I'm not sure, maybe it needs to be more explicit in the documentation,  
but SimpleAlign does not align the sequences for you (and it shouldn't  
be expected to).  There are much better (faster, more accurate) ways  
to do that.

> if($CLUDGE){
> foreach(($r, $s1, $s2)){
>   $_->seq( '.' x ($_->start - 1) . $_->seq )
> }
> }
>
> ## Prepare an 'output stream' for the alignment:
> my $aliWriter = Bio::AlignIO->
>  new( -fh     => \*STDOUT,
>       -format => 'clustalw',
>     );
>
> warn "\nOUTPUT:\n";
> $aliWriter->write_aln($aln);

...

> I was calling the "fill in the gaps yourself" step a CLUDGE because I
> had expected the alignment object to take care of this for me.  Is
> there any reason that it couldn't do this 'CLUDGE' automatically? It
> seems strange that it insists on being passed locatable sequence
> objects, but then largely ignore the given location.
>
> Would it not be possible to have this happen when the sequences are
> written out from the alignment? I think it should still be possible to
> index the column number via the (gapless) sequence number... or did I
> get confused? There are two levels of confusion here (on my part), 1)
> the concepts behind the objects and 2) the implementation details.

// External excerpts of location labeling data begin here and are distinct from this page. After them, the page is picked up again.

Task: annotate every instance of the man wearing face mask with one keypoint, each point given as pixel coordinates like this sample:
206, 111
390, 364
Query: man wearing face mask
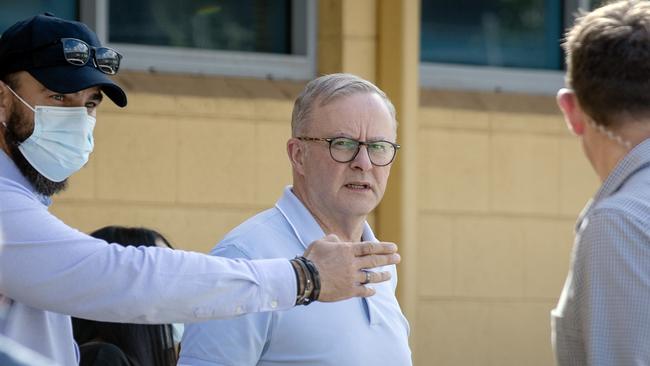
53, 75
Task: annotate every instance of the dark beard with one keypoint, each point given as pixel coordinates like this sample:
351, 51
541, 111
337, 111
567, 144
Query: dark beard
41, 184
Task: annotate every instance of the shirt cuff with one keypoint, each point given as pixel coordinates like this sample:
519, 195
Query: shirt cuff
279, 285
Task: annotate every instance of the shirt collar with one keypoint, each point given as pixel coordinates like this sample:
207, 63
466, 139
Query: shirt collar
10, 171
303, 223
635, 160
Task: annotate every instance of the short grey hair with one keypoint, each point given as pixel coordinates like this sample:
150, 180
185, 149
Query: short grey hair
324, 90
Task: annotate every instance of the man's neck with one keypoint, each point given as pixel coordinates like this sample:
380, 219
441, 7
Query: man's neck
346, 228
610, 152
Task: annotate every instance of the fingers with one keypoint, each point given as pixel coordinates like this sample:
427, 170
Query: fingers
368, 248
372, 261
365, 277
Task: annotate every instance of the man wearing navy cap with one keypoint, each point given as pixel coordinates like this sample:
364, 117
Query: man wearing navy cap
53, 75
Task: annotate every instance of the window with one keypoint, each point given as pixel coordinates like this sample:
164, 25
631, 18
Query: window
509, 45
259, 38
19, 10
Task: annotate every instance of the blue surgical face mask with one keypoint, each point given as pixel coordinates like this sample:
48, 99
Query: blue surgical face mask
61, 142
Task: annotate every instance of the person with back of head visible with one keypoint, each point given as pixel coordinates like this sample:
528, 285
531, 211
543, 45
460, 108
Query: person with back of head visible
603, 314
53, 75
342, 145
108, 343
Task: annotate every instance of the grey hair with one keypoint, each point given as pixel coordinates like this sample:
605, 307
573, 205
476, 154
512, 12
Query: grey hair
327, 88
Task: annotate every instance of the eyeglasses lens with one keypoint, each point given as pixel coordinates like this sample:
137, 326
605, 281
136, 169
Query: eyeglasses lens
108, 60
344, 150
76, 52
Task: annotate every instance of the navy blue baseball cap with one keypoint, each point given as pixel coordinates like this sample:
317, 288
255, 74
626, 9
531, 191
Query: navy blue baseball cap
34, 45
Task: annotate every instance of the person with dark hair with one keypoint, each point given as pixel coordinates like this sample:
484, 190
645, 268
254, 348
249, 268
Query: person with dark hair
107, 343
53, 75
603, 314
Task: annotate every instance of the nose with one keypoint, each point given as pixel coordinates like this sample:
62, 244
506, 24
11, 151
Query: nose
362, 160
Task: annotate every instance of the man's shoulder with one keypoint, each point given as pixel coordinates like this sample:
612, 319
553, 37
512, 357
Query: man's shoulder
631, 200
14, 195
264, 235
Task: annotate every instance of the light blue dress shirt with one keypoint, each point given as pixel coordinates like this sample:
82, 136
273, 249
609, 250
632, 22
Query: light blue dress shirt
603, 315
48, 269
370, 331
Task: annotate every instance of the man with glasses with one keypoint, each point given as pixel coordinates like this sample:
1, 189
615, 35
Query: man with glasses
603, 314
53, 77
342, 144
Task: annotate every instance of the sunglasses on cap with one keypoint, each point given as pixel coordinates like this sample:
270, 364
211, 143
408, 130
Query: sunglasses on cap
78, 53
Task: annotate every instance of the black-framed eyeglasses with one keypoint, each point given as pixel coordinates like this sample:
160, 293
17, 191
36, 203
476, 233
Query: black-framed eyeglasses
78, 53
344, 150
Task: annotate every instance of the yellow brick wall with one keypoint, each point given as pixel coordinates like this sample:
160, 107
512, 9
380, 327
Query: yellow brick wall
502, 182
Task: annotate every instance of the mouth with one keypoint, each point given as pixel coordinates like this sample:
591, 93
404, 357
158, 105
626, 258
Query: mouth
357, 186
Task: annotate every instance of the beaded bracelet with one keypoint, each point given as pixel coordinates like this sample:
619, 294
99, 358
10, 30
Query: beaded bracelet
308, 278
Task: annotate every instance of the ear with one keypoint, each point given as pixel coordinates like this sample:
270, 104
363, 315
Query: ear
573, 114
296, 153
5, 102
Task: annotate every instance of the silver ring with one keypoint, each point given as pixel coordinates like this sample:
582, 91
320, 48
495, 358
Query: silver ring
367, 281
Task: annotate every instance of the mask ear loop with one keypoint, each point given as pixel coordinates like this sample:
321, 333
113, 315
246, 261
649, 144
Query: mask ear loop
21, 99
610, 135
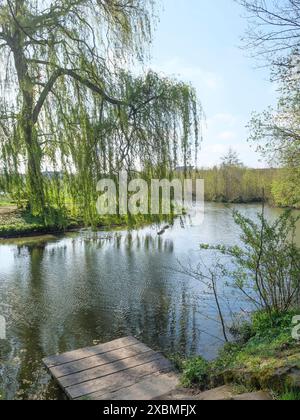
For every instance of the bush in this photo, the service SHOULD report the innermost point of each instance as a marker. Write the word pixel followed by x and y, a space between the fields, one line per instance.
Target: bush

Mentioned above (no assumptions on how locatableseqs map to one  
another).  WYSIWYG.  There is nothing precluding you from writing up  
code to do that, though it doesn't belong in SimpleAlign.  Maybe  
Bio::Align::Utilities for post-processing padding, or  
Bio::Tools::PurePerlAlign for a pure perl alignment implementation  
(there are, believe it or not, pure perl implementations of Smith- 
Waterman and Needleman-Wunsch.

> Thanks for any hints on how to understand or potentially how to fix
> these problems.
>
> Cheers,
> Dan.

Not that SimpleAlign and LocatableSeqs don't have their share of  
problems.  However, I don't think you can expect this behavior to  
change with the refactors.

chris